I mention all this because it is dangerous to be half a rationalist, and only stop making one of the two mistakes.  If you are going to reject impractical 'clever arguments' that would never work in real life, and henceforth not try to multiply tiny probabilities by huge payoffs, then you had also better reject all the clever arguments that would've led Fermi or Szilard to assign probabilities much smaller than ten percent.  (Listing out a group of conjunctive probabilities leading up to taking an important action, and not listing any disjunctive probabilities, is one widely popular way of driving down the apparent probability of just about anything.)  Or if you would've tried to put fission chain reactions into a reference class of 'amazing new energy sources' and then assigned it a tiny probability, or put Szilard into the reference class of 'people who think the fate of the world depends on them', or pontificated about the lack of any positive experimental evidence proving that a chain reaction was possible, blah blah blah etcetera - then your error here can perhaps be compensated for by the opposite error of then trying to multiply the resulting tiny probability by a large impact.  I don't like making clever mistakes that cancel each other out - I consider that idea to also be clever - but making clever mistakes that don't cancel out is worse.

On the other hand, if you want a general heuristic that could've led Fermi to do better, I would suggest reasoning that previous-historical experimental proof of a chain reaction would not be strongly be expected even in worlds where it was possible, and that to discover a chain reaction to be impossible would imply learning some new fact of physical science which was not already known.  And this is not just 20-20 hindsight; Szilard and Rabi saw the logic in advance of the fact, not just afterward - though not in those exact terms; they just saw the physical logic, and then didn't adjust it downward for 'absurdity' or with more complicated rationalizations.  But then if you are going to take this sort of reasoning at face value, without adjusting it downward, then it's probably not a good idea to panic every time you assign a 0.01% probability to something big - you'll probably run into dozens of things like that, at least, and panicking over them would leave no room to wait until you found something whose face-value probability was large.

I don't believe in multiplying tiny probabilities by huge impacts.  But I also believe that Fermi could have done better than saying ten percent, and that it wasn't just random luck mixed with overconfidence that led Szilard and Rabi to assign higher probabilities than that.  Or to name a modern issue which is still open, Michael Shermer should not have dismissed the possibility of molecular nanotechnology, and Eric Drexler will not have been randomly lucky when it turns out to work: taking current physical models at face value imply that molecular nanotechnology ought to work, and if it doesn't work we've learned some new fact unknown to present physics, etcetera.  Taking the physical logic at face value is fine, and there's no need to adjust it downward for any particular reason; if you say that Eric Drexler should 'adjust' this probability downward for whatever reason, then I think you're giving him rules that predictably give him the wrong answer.  Sometimes surface appearances are misleading, but most of the time they're not.
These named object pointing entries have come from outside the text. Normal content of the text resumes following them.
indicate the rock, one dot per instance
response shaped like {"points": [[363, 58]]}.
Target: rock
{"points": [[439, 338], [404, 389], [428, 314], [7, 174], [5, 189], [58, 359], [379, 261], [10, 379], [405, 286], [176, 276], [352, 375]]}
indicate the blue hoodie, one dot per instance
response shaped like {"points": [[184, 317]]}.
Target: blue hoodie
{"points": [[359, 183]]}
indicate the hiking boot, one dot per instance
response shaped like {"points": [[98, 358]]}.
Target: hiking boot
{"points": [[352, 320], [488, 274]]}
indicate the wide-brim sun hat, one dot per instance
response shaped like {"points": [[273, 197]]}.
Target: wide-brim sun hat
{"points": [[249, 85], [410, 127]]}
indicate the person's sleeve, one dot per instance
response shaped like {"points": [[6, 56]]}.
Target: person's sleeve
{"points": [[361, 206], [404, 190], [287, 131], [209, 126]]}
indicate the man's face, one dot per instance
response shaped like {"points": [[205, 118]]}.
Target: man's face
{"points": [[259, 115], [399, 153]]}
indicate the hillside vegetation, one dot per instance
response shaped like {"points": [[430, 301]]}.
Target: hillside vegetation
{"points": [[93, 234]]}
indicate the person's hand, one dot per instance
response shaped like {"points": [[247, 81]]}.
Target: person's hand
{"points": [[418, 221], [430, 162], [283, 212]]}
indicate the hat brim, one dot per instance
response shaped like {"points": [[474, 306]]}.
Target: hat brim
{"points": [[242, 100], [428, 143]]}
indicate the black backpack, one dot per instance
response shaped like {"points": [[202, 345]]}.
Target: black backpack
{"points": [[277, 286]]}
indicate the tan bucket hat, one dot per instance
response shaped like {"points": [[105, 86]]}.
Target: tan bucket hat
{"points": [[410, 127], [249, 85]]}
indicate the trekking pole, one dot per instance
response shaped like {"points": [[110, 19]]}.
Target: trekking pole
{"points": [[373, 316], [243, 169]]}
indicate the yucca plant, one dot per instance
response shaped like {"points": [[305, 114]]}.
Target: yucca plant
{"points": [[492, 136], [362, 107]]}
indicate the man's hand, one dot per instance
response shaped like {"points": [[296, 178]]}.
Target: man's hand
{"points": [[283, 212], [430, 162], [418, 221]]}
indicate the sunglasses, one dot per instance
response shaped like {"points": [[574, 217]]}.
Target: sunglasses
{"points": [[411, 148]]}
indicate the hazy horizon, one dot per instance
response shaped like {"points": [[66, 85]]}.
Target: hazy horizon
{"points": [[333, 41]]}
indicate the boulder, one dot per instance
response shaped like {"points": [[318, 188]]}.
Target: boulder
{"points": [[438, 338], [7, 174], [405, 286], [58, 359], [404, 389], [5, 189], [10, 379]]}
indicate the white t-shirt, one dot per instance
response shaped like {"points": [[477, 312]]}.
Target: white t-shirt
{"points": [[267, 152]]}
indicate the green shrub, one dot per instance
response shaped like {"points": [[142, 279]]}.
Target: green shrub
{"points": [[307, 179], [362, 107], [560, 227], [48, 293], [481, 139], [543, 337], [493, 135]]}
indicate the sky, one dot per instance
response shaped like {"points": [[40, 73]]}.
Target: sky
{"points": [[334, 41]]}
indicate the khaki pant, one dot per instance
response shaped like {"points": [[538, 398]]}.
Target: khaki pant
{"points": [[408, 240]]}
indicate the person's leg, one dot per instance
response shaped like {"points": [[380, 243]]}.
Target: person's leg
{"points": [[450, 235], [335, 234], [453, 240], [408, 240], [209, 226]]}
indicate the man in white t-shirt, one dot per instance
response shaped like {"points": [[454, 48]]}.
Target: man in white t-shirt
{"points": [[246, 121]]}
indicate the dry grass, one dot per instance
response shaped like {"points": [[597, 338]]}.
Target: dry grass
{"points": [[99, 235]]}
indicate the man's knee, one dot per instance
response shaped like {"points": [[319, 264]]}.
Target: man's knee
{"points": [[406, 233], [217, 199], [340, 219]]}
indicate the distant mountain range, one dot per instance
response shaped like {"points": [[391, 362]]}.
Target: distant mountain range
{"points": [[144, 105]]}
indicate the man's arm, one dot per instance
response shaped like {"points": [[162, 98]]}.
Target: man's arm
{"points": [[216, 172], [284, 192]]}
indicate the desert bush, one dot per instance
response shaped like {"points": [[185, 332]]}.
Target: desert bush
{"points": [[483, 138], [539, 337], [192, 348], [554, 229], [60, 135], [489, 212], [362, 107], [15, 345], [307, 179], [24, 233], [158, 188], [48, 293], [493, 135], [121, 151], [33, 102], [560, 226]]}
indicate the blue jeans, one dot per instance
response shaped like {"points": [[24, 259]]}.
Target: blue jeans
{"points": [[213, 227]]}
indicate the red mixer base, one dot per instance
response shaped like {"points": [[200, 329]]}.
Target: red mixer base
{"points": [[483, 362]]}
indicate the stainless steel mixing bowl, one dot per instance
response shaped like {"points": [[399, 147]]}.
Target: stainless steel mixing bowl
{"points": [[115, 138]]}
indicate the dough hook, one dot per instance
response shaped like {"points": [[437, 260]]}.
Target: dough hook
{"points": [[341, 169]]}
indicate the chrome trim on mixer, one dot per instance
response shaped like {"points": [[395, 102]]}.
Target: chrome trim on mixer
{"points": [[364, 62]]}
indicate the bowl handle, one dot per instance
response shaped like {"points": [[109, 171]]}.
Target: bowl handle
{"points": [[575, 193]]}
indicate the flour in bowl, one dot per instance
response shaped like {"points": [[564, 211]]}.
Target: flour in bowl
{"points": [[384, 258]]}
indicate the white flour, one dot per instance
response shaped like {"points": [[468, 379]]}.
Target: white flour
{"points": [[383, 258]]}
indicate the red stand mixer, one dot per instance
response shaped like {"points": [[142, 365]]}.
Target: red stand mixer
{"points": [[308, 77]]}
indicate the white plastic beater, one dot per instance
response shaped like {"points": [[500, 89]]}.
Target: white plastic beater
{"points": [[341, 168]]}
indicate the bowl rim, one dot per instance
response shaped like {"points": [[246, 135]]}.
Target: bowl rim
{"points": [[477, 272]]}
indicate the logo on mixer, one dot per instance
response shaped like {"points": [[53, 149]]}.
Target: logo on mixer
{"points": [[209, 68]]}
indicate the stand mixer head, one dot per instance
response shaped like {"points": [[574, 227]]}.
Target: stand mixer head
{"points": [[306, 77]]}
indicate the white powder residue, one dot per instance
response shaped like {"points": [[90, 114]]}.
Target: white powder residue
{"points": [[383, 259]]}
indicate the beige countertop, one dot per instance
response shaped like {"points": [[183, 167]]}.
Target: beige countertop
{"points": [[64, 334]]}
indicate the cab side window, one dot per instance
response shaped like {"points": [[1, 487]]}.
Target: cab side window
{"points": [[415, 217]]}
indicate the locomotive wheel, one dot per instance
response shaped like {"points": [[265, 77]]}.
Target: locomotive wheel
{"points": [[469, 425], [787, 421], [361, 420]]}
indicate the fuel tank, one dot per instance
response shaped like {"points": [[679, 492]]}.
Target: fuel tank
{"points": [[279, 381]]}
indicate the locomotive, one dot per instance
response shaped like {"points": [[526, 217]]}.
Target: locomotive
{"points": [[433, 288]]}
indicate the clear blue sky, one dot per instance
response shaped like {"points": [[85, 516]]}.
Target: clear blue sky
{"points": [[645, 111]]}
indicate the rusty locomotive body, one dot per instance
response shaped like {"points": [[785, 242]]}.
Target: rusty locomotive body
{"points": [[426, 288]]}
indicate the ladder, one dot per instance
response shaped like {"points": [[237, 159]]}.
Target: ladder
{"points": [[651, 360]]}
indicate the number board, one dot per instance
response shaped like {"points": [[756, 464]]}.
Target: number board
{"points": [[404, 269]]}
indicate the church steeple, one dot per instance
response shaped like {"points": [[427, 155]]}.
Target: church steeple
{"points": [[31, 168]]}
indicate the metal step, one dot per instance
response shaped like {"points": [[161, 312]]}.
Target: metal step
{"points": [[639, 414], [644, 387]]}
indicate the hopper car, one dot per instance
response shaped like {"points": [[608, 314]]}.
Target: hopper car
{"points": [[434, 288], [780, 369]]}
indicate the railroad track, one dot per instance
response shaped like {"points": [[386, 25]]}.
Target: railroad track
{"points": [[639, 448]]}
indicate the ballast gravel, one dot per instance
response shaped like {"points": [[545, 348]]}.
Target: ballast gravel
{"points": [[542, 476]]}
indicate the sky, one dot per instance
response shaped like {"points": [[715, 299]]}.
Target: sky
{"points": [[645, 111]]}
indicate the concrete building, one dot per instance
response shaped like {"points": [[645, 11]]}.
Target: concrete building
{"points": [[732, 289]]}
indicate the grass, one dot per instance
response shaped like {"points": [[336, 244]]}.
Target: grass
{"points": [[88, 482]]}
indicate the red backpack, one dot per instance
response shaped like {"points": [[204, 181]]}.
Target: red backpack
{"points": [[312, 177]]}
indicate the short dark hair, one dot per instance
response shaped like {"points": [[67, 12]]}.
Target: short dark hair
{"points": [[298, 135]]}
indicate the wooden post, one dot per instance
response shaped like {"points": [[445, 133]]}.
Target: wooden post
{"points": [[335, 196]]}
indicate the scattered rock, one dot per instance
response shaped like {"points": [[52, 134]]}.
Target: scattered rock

A key test I apply to any supposed rule of reasoning about high-impact scenarios is, "Does this rule screw over the planet if Reality actually hands us a high-impact scenario?" and if the answer is yes, I discard it and move on.  The point of rationality is to figure out which world we actually live in and adapt accordingly, not to rule out certain sorts of worlds in advance.

There's a doubly-clever form of the argument wherein everyone in a plausibly high-impact position modestly attributes only a tiny potential possibility that their face-value view of the world is sane, and then they multiply this tiny probability by the large impact, and so they act anyway and on average worlds in trouble are saved.  I don't think this works in real life - I don't think I would have wanted Leo Szilard to think like that.  I think that if your brain really actually thinks that fission chain reactions have only a tiny probability of being important, you will go off and try to invent better refrigerators or something else that might make you money.  And if your brain does not really feel that fission chain reactions have a tiny probability, then your beliefs and aliefs are out of sync and that is not something I want to see in people trying to handle the delicate issue of nuclear weapons.  But in any case, I deny the original premise:  I do not think the world's niches for heroism must be populated by heroes who are incapable in principle of reasonably distinguishing themselves from a population of crackpots, all of whom have no choice but to continue on the tiny off-chance that they are not crackpots.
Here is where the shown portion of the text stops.